Mit der "Atterseekrankheit", die weniger mit Pathologie als mit nervlicher Anspannung und Einbildungskraft zu tun hat, kehrt die im Roman teils explizit, teils zwischen den Zeilen, aber jedenfalls allgegenwärtige Mutter von einem Salzkammergutaufenthalt zurück. Diese eigenartige Empfindsamkeit haben ihre Zwillingssöhne mit ihr gemeinsam. Sie sind als Kinder unzertrennlich, machen jedoch sehr unterschiedliche Karrieren. Der eine wird Universitätsprofessor, der andere, Fritz, unser Erzähler, endet nach einer glücklosen Zeit des Engagements in kommunistischen Organisationen voll Selbstaufopferung als Faktotum der Geisteswissenschaften mit Gelegenheitsjobs, die ihm neben den Geldgeschenken entfernter Naziverwandter die nötigsten Mittel verschaffen und genug Zeit lassen, seiner Leidenschaft nachzugehen, der Liebe zu Knaben. Er hat Glück, sie lieben ihn auch. Unersättlich reist er um die halbe Welt, immer auf der Jagd nach dem einen, nach günstigen Gelegenheiten zu Affären. Und die werden uns dann berichtet. Erstaunlicher: Es ist jedesmal anders und wird nie langweilig.

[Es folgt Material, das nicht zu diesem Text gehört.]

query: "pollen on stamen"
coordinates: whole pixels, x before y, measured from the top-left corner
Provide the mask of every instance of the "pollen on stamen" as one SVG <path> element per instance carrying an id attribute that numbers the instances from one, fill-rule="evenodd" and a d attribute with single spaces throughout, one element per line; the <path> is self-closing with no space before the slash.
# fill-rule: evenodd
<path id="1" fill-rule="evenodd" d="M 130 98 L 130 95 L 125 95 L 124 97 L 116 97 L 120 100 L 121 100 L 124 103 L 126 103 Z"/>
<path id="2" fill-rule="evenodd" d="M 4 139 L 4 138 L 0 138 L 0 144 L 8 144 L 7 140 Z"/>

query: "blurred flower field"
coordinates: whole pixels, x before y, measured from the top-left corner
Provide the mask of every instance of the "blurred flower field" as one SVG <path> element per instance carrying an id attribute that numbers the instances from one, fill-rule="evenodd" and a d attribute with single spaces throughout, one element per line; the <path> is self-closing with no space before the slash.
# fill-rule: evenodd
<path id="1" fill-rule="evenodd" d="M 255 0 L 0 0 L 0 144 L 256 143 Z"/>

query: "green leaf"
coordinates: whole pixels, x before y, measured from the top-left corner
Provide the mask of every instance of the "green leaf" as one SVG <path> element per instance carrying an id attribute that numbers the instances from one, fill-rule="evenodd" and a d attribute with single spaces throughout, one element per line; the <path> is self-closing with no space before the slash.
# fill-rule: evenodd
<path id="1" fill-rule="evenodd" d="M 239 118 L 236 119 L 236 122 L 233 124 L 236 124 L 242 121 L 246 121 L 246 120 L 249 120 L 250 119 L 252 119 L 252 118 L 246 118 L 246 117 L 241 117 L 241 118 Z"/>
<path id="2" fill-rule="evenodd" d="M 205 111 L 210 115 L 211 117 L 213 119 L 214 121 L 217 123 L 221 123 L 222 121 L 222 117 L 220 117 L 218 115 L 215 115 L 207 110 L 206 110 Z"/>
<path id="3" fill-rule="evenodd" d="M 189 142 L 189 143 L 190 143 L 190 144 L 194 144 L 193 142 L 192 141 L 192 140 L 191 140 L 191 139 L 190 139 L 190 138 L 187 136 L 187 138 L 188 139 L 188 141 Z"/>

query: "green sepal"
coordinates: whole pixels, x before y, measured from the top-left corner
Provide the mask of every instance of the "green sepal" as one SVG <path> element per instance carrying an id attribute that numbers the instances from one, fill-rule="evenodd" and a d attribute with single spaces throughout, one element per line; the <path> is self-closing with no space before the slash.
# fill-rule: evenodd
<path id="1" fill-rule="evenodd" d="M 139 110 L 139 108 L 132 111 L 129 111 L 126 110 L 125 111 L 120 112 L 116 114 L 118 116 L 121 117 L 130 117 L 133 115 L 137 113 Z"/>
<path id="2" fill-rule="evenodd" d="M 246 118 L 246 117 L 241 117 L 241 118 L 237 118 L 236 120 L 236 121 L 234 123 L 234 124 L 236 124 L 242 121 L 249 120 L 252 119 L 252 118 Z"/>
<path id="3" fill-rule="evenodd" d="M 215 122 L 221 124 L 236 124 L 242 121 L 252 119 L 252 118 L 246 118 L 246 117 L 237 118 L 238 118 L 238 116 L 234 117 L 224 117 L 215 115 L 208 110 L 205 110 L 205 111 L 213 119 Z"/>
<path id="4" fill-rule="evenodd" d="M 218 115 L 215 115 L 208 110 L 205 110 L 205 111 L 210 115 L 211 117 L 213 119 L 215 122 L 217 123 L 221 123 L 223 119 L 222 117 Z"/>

Kröhnkes Protagonist weiß, was er will, und tut das auch, ungeachtet aller moralischen und gesellschaftlichen Schranken. Er erscheint dem Leser als schrecklicher Egoist, dann wieder kann man nicht umhin, ihn mit ehrlicher Sympathie zu betrachten, einen sensiblen, kultivierten Mann, der Angst vor der Einsamkeit hat. Kröhnke schrieb dabei auch die Geschichte einer Generation, die in der Aufbruchsstimmung ihrer frühesten Jugend die Welt verbessern wollte und die einstigen Ideale bröckeln sieht, von innen zerfressen, von außen zerschlagen, und nicht jeder von ihnen hat sich der Gesellschaft angepaßt.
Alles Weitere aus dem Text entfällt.